So I am sat watching Drop Dead Fred (a classic flick from the 80’s), relishing all the silliness and brilliantness of it and giggling like a girl again. Then I realise I’m missing something. Something pretty major. I’m missing my Fred . The imaginary friend that we all crave at some point, to come back into our confusing adult lives and shake things up a bit. The Fred’s of the world make life more interesting, more do-able and way more fun. For those of you who haven’t seen the film, do it now. It’s a bucket list thing. I can’t remember a specific name for my Fred equivalent but he/she definitely existed and encouraged me to do both good and bad things. But the thing is, I need one even more now I’m a grown up.
1. To remind you of who you really are
It’s all too easy to get lost in life’s tangled web of who we should be. We’re trained to think about how we come across to other people, are we showing the best version of ourselves and are we making other people happy enough? When really this is all bullshit and not what life is about. Yes we should care about some things but not most of the things society and the adult world says we should.

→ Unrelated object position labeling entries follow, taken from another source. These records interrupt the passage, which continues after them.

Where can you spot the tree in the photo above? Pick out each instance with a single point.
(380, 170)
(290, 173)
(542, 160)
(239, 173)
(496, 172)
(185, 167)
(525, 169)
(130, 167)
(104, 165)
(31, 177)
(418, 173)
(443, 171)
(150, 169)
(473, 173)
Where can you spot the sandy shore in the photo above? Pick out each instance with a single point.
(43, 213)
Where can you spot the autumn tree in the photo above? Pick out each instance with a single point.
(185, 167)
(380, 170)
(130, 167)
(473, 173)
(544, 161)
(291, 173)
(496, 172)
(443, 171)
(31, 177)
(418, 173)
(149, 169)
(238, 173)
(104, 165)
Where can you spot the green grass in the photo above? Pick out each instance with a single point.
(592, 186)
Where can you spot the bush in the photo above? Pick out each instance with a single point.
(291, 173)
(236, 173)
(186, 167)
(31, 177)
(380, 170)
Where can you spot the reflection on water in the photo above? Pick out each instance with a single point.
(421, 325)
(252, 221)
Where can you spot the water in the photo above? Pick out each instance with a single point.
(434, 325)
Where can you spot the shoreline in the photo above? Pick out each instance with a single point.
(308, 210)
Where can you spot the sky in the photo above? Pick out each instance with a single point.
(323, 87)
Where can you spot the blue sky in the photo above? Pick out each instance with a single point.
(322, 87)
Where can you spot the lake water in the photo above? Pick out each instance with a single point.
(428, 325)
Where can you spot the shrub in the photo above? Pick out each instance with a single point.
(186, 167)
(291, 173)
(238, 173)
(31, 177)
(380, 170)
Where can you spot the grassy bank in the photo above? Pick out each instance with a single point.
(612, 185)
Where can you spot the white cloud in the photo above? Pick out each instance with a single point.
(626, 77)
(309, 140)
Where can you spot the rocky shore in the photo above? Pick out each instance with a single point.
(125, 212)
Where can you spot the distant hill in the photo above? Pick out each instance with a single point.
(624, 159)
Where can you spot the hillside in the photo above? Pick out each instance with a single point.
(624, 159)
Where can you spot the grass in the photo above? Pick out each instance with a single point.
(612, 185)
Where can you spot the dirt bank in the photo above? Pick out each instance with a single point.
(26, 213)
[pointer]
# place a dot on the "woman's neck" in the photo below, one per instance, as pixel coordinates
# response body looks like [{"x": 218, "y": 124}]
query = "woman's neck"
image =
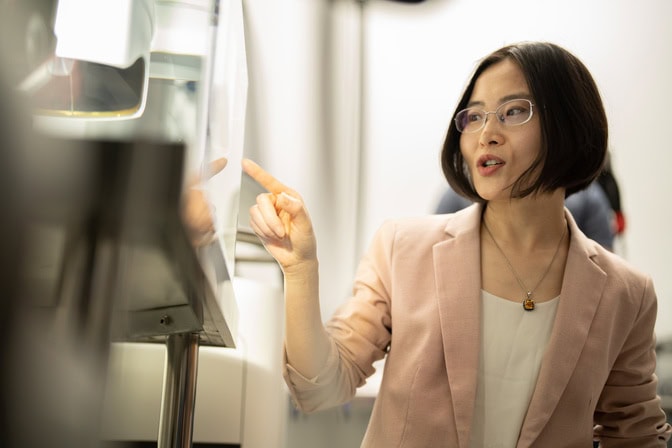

My almost 3 yr old daughter doesn’t answer to anyone when it comes to her happiness but herself. She is mentored by me and taught right from wrong but at the same time she does what makes her happy. I don’t label her with stereotypical gendered remarks such as ‘princess’ nor do I make her feel bad if she wants to dress up as Elsa from Frozen. If she wants to stand up and start clapping in the cinema midway because she’s loving the film she can. If other parents look appalled at her for this, at a screening of a kids film, screw them. My point is she isn’t aware of the prejudices and judgements that are put on us and that we put on each other as we grow up.
Now if a 2 yr old can have a more happy care free attitude why can’t I? The small me did. An imaginary friend definitely doesn’t judge you. They actually bring out the more creative, hidden side of you which is beautiful.
2. To be naughty sometimes
As a child we were all naughty at some point. Usually the imaginary friend has a hand in this. One of my naughty feats was making my younger sister who couldn’t write yet, follow me downstairs at midnight to the wall outside the bathroom, whilst I drew her name and mine all over it. I blamed it on her the next day because obviously it was genius. That was naughty but clearly I wanted/needed to do it. I’m not saying write on peoples bathroom walls but let some of your inner naughtiness out. You can even do some good with it. It feels good to be a bit naughty and it’s in our nature to let off some steam.
3. To boost your self-esteem
Imaginary friends love you and you love them. Everything about you is perfect – including your imperfections because that’s who you are. You can be yourself wholly and not worry about a thing. Which relaxes you, making you happy. Kiss the worries goodbye and say hello to being you. Thanks imaginary friend!
4. To live in the moment
When you were playing with your imaginary friend you were just playing there and then in the moment. Taking it all in. You were enjoying yourself and hadn’t a care in the world about anything else. That’s pretty lovely. And that’s why you enjoyed it. We didn’t have to worry about work deadlines next month, tax bills to pay, everyones anniversaries or birthdays. Our heads were happy and uncluttered and we lived more because of it. Summer holidays lasted longer and we made every second count.
5. To teach the assholes a lesson
Negative life suckers are everywhere. At work, school, people who barely know you, even family and friends. When you were being bullied or belittled the imaginary friend was there to comfort you, give you confidence to stand up to them or to just make you smile when you were down. Mine is definitely in my head telling me all the things I wish I could do or say to these people. I
f I had one around now they would send a rude mother-in-law a trout in the post and make sure it was 1st class. We’d be standing up for ourselves and not tolerating the crap. Naughty pranks would be the best form of revenge. Or we’d simply not let these weasels into our headspace. My daughter woke up from a bad dream and told me there was a monster in the room with us. I said let’s flick him away. So we both did and she looked around and said that’s better it’s gone now. If we only flicked away some of these negatives in our lives they wouldn’t have so much of our time.
Miss that imaginary friend? Let them back in , they miss you too!